Se infatti la diminuzione della velocità nelle aree urbane è considerata indispensabile per il disincentivo all'utilizzo massiccio dell'automobile e quindi per un miglioramento generale della sicurezza in città per pedoni e ciclisti, la delibera della giunta Raggi scredita quanto fatto negli ultimi anni da diverse amministrazioni. L'introduzione di Zone 30, ossia di quadranti cittadini nei quali la velocità massima è di trenta all'ora, è stata proposta come antidoto alla pericolosità delle strade in moltissimi stati europei. Non si tratta però solitamente di un rallentamento via segnaletica della velocità, è qualcosa di più complesso: si tratta di introdurre nel tessuto stradale una serie di misure di traffic calming, ossia restringimenti della carreggiata, chicane (realizzate dall'intersezione di aiuole, parcheggi e spazi di comune utilità), zone aperte e condivise tra pedoni, bici e automobili (sul modello olandese e svedese, dove in certe zone del nord del paese è stata del tutto eliminata la segnaletica orizzontale e verticale per aumentare la responsabilità dell'automobilista), in modo da costringere chi guida a rallentare la velocità di percorrenza. Un piano che prevede anche l'esistenza di arterie a scorrimento veloce fuori dalle zone abitate, in modo da convogliare il traffico di passaggio.

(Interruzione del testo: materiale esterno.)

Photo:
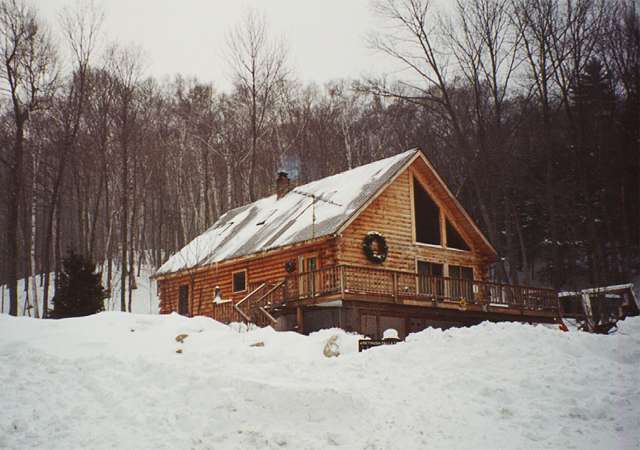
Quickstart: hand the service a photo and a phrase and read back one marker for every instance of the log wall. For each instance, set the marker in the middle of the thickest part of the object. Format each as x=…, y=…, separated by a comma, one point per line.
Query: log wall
x=267, y=267
x=391, y=214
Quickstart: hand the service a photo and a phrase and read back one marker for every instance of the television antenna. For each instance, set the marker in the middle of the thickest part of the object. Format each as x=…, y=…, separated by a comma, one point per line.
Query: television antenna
x=314, y=198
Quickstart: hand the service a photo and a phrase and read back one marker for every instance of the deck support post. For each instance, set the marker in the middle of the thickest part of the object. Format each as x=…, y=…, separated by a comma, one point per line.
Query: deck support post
x=300, y=319
x=395, y=287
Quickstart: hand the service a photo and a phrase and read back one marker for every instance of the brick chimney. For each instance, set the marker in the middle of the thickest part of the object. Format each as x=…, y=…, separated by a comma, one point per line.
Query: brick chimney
x=282, y=184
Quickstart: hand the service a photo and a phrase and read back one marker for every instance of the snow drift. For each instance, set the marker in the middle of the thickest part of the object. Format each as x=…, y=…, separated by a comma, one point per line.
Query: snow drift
x=115, y=380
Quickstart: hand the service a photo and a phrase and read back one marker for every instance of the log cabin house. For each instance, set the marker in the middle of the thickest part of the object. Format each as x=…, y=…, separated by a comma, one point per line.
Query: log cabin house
x=384, y=245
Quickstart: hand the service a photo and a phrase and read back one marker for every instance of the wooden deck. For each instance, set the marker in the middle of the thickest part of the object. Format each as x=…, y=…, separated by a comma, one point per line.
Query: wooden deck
x=352, y=283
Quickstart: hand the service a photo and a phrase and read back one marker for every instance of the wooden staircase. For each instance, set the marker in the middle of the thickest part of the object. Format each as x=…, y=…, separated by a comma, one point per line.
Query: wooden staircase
x=258, y=306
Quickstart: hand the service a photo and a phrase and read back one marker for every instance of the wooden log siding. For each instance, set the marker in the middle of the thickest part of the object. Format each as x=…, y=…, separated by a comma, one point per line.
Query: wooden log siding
x=392, y=286
x=391, y=214
x=202, y=282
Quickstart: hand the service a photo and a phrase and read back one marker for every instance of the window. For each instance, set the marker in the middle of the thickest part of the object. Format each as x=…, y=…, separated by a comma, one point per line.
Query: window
x=183, y=300
x=427, y=216
x=461, y=282
x=239, y=281
x=430, y=281
x=454, y=240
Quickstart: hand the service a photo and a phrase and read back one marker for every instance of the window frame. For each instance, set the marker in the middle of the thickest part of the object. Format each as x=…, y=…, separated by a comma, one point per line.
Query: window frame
x=233, y=283
x=443, y=218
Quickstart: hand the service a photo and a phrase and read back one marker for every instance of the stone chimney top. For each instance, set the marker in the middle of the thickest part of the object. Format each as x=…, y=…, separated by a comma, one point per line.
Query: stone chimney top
x=283, y=184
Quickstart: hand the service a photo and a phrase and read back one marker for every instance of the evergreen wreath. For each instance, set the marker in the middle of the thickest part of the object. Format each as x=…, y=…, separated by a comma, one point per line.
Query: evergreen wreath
x=380, y=255
x=290, y=266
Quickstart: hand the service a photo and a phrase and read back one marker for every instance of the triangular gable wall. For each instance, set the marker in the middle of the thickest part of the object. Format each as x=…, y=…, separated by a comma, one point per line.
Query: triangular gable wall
x=420, y=168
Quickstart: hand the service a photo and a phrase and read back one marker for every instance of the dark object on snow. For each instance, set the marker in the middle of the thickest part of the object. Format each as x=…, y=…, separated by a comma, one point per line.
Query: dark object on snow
x=79, y=291
x=366, y=344
x=598, y=310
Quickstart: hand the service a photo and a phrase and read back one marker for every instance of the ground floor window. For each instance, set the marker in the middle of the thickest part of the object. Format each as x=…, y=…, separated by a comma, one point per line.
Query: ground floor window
x=183, y=300
x=429, y=279
x=461, y=280
x=239, y=281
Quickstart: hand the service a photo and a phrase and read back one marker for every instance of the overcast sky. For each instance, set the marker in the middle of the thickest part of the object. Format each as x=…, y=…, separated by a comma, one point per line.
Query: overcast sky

Si tratta di interventi strutturali, che modificano il tessuto urbano in modo radicale e l'idea stessa della mobilità cittadina. Sono soprattutto interventi che hanno un'utilità e un senso profondo, quello di dimostrare che un altro tipo di mobilità è possibile e soprattutto funzionale e funzionante. Chi vive in quartieri nei quali è presente la Zona 30 non tornerebbe indietro: secondo un recente studio della commissione per la mobilità europea, l'89 per cento dei residenti in questi quadranti urbani si è dichiarata molto soddisfatta del cambiamento, il 93 ha ammesso di aver riscontrato un miglioramento delle sue condizioni di vita, il 100 per cento delle abitazioni hanno avuto un incremento di valore di mercato.
Si tratta di interventi strutturali che proprio perché complessi non possono essere banalizzati da un segnale che indica la velocità massima consentita.
Ed è qui che sta il problema. L'idea di imporre dall'alto una velocità massima, e a maggior ragione zone a caso della città, non fa altro che indisporre gli automobilisti, crea uno stupido muro contro muro tra chi si muove abitualmente in auto e tutti gli altri soggetti della mobilità. E in una città come Roma dove il traffico è caotico (ventisettesima città al mondo per congestione secondo il report annuale di TomTom) e l'apertura a un cambiamento del modo di muoversi è bassissima (un recente sondaggio fatto dall'università di Amsterdam ha dimostrato come la capitale italiana sia quella in Europa con meno interesse per la mobilità ciclabile), decisioni di questo tipo non fanno altro che esasperare gli animi e allontanare la possibilità di un cambiamento reale del modo di vivere la città e muoversi in essa.